The Crisis of Zionism by Peter Beinart

The leading article in this week’s New Statesman warns that opportunities for a “two-state solution” to the Israeli-Palestinian conflict are increasingly endangered. Geoffrey Wheatcroft, writing in the New Statesman, considers Peter Beinart’s book The Crisis of Zionism, in which the former New Republic editor charts his increasing disenchantment with Israel. It is a typical narrative of the problematic relationship held between American Jews and Israel. Wheatcroft observes that Beinart remains a Zionist, sends his children to an Orthodox school and believes that “the Jewish people deserve a state dedicated to their protection in their historic land”. All of which “makes him an unlikely dissident”. But Beinart’s book is indicative of the gulf that has opened “between the broadly liberal Jewish-American mainstream and the ferociously, uncritically pro-Israeli official 'Jewish establishment'”. Wheatcroft does examine what he believes is a major flaw in Beinart’s line of thinking, “that there was a decent Zionism and a decent Israel in the state’s early decades when it was ruled by Labour” – a view that Wheatcroft is keen to dispel.
Jonathan Rosen, writing in the New York Times, considers how The Crisis of Zionism, in a spirit of evangelical zeal, “sets out to save the country by labelling many of its leaders racist, denouncing many of its American supporters as Holocaust-obsessed enablers and advocating a boycott of people and products from beyond Israel’s 1967 eastern border”. Beinart compresses complexity, writes Rosen: “he minimises the cataclysmic impact of the second Intafada; describes Israel’s unilateral withdrawal from Gaza not as a gut-wrenching act of desperation but as a cynical ploy to continue the occupation by other means; belittles those who harp on a Hamas charter that calls for the destruction of Israel and the murder of Jews the world over”. In doing so he runs the risk of rendering his book politically impractical, playing down the “magnitude of the Palestinian demand for a right of return – not to a future Palestine but to Israel itself, which would destroy the Jewish state”.
Alana Newhouse, writing in the Washington Post, observes that The Crisis of Zionism “is most interesting when seen for what it is, at least in part: a political stump speech for an attractive young candidate who is seeking the job of spokesman for liberal American Jews”. Newhouse cannot subscribe to an argument that is “largely a restatement of Zionist dovishness”. “From this book”, Newhouse writes, “you would think that Palestinians are just the passive and helpless victims of Israeli sadism, with no historical agency; no politics, diplomacy or violence of their own; and no responsibility for the miserable impasse of the conflict”.

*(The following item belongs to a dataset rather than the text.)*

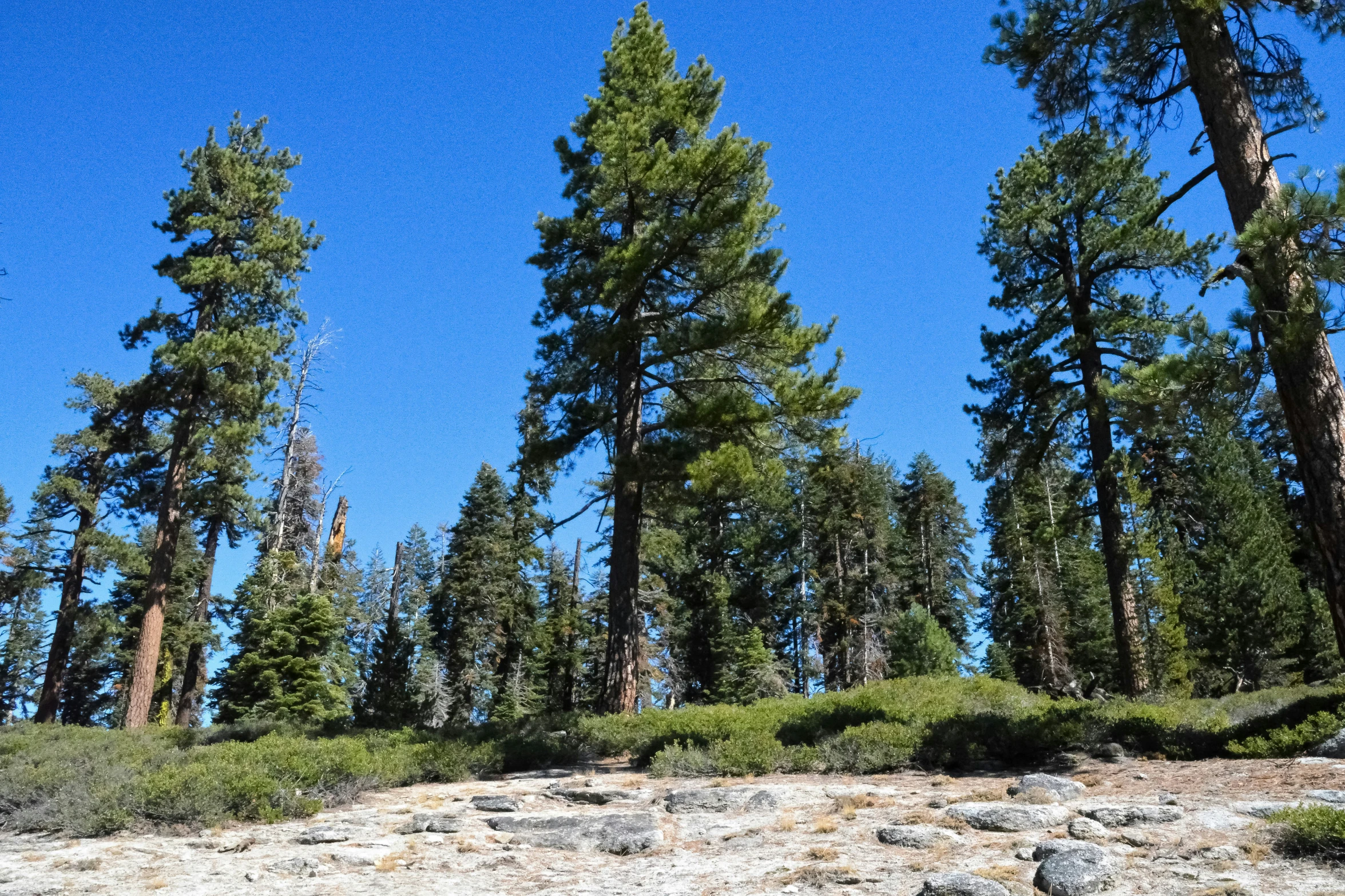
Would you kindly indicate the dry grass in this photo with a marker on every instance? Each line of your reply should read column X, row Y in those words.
column 998, row 872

Music as Alchemy: Journeys with Great Conductors and Their Orchestras by Tom Service

The qualities of the practice of conducting, and the musical magic it continues to wield, are examined in this first book from classical music journalist Tom Service. It is an account “brimming with enthusiasm”, writes Suzy Klein in the New Statesman.  “Service’s passion is evident from the opening page” - moving from his first orchestral experience aged six to exploring several contemporary conductor-orchestra pairings. Service examines how orchestras can serve as “barometers of social and political change” – the ruthless maestro brand exemplified by Herbert von Karajan was nothing less than a product of the Nazi era. Since then, “a maestro must earn respect, not demand it”. Despite Service’s efforts, none of his subjects “elucidates the fundamental question of what makes an exceptional, alchemical conductor”, but otherwise the blend of analysis and VIP rehearsal access makes for an excellent exploration of “why orchestral music has such power and how a group of musicians can harness it”.
Sameer Rahim, writing in the Telegraph, has similar praise for Service’s exploration of the relationship between conductors and the musicians they lead. Conducting delivers technical information, but for the best, “there is no strict line between technique and feeling”. A prime example is Valery Gergiev, the risk-taking principal conductor of the London Symphony Orchestra, whose explosive, batonless gestures “allows his powerful instinct to trump the technicalities”. The maestro as dictator may be in the past, but “no matter how brilliant each individual musician, you need a conductor to shape a performance”.
The Economist's reviewer highlights Service’s insights gained by the many hours spent “not just in concerts given by the six conductor-orchestra pairs taken as his subject, but in observing them in the rehearsals beforehand and quizzing members of the orchestra about their side of the experience”. Interviews with the conductors themselves may not be inherently revealing, but rather it is Music as Alchemy’s blend of perspectives which convey something of “the murky process by which orchestras and conductors build a bond of mutual trust”. This kind of trust relies above all on listening, and the reviewer finds that “one of the most interesting pictures to emerge from the book is that of the conductor as a kind of chief listener”.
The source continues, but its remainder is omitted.